My answer?.... I ended up buying one of those high velocity animal grooming dryers so I could dry her off in a flash. It's still a pain in the neck having to do that, but at least with the dryer she will dry rather than being perpetually damp and just waiting for a hot spot, or something to start.
You definitely need to discourage your dog from drink on not totally safe water. Our pup George started loving water when we introduced water the garden as play time, now he's water lab who would jump immediately on water whenever we visit the nearby stream in the park or hit the beach. He had diarrhea couple of times drinking the salt water so we have to play something like fetching or chasing ball or playing with other dog to keep him busy.

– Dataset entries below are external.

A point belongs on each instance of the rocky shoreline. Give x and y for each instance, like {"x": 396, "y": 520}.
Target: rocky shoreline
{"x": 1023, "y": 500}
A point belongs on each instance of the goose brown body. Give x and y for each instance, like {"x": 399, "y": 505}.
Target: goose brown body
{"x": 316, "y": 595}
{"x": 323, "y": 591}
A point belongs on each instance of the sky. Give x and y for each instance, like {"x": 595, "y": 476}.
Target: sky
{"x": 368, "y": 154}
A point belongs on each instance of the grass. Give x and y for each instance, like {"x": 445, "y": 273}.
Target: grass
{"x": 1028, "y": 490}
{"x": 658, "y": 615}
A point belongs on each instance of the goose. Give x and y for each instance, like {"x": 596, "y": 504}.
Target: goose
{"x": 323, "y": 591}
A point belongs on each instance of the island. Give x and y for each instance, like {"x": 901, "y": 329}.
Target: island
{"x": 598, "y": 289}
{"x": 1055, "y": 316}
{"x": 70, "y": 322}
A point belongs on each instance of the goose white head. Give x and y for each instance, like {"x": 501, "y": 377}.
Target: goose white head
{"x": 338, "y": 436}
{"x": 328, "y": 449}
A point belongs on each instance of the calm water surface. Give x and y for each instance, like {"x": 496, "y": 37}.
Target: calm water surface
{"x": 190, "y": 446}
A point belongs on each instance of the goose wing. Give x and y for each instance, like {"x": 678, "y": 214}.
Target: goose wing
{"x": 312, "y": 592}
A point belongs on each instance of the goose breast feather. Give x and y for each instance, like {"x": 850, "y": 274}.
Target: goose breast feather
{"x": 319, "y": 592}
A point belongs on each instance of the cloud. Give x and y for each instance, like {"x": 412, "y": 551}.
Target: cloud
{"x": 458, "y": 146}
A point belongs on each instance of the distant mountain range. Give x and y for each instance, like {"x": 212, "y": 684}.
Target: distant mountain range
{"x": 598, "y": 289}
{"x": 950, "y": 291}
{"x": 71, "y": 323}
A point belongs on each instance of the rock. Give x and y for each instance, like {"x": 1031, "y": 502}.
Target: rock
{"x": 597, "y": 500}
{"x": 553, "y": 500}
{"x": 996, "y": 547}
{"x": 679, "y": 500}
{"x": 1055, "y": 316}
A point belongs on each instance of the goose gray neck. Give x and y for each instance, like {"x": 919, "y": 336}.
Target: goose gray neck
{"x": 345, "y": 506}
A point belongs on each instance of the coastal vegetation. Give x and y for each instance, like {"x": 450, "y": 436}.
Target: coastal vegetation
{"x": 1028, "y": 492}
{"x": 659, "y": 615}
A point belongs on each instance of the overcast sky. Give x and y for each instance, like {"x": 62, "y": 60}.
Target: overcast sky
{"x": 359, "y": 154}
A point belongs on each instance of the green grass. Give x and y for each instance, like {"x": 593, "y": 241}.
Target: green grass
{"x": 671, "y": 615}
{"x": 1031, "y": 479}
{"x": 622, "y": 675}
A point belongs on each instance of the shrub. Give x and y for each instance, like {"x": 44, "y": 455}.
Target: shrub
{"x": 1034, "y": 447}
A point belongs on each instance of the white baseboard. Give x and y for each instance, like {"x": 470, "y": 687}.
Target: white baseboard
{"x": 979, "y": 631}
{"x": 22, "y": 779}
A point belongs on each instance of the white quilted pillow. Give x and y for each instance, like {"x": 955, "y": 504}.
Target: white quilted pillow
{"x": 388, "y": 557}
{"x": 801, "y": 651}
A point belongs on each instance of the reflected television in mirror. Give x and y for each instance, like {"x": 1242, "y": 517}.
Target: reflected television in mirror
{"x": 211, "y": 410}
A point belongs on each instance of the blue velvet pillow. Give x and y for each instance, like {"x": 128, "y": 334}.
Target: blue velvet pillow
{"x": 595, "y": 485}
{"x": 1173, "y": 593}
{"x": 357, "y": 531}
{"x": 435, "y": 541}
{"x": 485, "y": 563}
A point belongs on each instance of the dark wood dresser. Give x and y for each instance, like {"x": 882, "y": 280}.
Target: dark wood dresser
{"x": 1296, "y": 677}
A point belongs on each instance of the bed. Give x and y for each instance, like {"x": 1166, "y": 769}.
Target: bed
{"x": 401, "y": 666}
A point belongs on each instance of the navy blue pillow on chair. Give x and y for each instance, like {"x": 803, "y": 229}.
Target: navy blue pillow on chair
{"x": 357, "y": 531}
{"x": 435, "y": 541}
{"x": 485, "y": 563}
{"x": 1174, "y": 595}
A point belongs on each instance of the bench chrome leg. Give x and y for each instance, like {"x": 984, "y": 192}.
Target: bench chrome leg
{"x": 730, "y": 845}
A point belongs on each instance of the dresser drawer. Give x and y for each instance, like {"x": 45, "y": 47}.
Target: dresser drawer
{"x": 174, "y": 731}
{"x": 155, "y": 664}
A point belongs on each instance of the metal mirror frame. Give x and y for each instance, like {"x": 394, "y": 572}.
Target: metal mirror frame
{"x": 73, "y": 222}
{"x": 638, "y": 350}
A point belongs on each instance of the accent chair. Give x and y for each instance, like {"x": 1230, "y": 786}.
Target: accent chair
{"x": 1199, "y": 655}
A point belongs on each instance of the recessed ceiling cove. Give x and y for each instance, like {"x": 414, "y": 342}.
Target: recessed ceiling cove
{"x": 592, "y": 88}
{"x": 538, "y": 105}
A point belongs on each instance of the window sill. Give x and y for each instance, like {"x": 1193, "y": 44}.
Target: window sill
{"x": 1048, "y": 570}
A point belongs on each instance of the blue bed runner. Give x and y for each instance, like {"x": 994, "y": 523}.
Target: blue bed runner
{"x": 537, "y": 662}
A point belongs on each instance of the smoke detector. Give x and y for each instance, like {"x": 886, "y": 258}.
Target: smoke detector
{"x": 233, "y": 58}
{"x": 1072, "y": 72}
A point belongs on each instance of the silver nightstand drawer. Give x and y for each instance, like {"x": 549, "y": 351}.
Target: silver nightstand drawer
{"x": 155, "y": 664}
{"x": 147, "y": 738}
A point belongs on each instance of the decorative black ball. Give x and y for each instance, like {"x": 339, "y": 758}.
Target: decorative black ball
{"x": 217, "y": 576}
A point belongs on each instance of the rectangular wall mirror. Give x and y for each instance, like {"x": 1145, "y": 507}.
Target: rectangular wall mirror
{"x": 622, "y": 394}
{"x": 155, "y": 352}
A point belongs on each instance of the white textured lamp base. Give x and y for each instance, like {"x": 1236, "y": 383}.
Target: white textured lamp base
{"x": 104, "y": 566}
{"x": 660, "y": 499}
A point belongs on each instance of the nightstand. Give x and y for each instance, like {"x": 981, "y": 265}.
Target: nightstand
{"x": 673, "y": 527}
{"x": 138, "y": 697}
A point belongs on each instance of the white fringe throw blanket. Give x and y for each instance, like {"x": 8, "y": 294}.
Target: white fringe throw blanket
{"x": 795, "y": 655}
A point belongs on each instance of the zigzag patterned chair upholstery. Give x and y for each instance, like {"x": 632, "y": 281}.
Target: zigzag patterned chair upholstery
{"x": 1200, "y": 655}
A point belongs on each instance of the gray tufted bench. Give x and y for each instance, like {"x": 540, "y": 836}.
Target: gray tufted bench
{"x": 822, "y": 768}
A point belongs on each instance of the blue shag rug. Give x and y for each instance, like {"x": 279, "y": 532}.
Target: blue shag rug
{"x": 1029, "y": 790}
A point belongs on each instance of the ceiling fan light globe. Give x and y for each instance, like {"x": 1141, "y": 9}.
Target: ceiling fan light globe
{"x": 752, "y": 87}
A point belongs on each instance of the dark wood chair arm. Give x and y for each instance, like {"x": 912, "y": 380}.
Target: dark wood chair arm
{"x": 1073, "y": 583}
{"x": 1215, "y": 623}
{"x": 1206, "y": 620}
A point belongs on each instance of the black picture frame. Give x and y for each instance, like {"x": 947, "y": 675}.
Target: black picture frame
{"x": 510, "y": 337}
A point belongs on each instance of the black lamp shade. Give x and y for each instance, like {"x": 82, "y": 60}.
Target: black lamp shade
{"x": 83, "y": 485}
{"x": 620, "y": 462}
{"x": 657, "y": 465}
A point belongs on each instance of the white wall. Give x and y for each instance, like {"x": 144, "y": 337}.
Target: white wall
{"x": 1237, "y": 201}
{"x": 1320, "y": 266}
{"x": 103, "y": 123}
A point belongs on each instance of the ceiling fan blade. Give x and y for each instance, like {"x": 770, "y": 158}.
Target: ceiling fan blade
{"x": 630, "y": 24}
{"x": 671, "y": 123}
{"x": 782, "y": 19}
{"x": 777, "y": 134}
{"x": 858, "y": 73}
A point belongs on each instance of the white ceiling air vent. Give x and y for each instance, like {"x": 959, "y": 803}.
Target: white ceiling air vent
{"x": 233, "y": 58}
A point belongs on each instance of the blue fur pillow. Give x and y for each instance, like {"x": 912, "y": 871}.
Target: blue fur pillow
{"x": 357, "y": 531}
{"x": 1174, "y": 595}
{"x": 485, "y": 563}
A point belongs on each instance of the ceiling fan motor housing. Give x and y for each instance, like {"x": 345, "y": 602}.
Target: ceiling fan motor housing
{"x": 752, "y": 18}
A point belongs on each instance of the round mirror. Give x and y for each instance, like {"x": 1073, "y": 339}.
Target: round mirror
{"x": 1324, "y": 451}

"Did you ever walk into a room and forget why you walked in? I think that is how dogs spend their lives." ~Sue Murphy
Hey I am a proud Pappy
All my labs took to the water before 6 months
But they were born in Jan or Feb
Moses is 8 months old (he would have learned way before 6 months) but he was born July 20th
..Moses is a handful but most athletic dog I ever had.
I am so glad I got the black one
He has come a long way
Just have to gloat
It is a GREAT feeling seeing your pup swim and loving it
sorry wanted to give a tip here too (if it helps)
Long ago @the park someone else with a lab told me
as soon as the dog gets out of the water say SHAKE OFF
the dog does it naturally (shake off)
But when then shake the water off keep telling them shake off and good dog
Then if it rains and you leave your dog out to pee.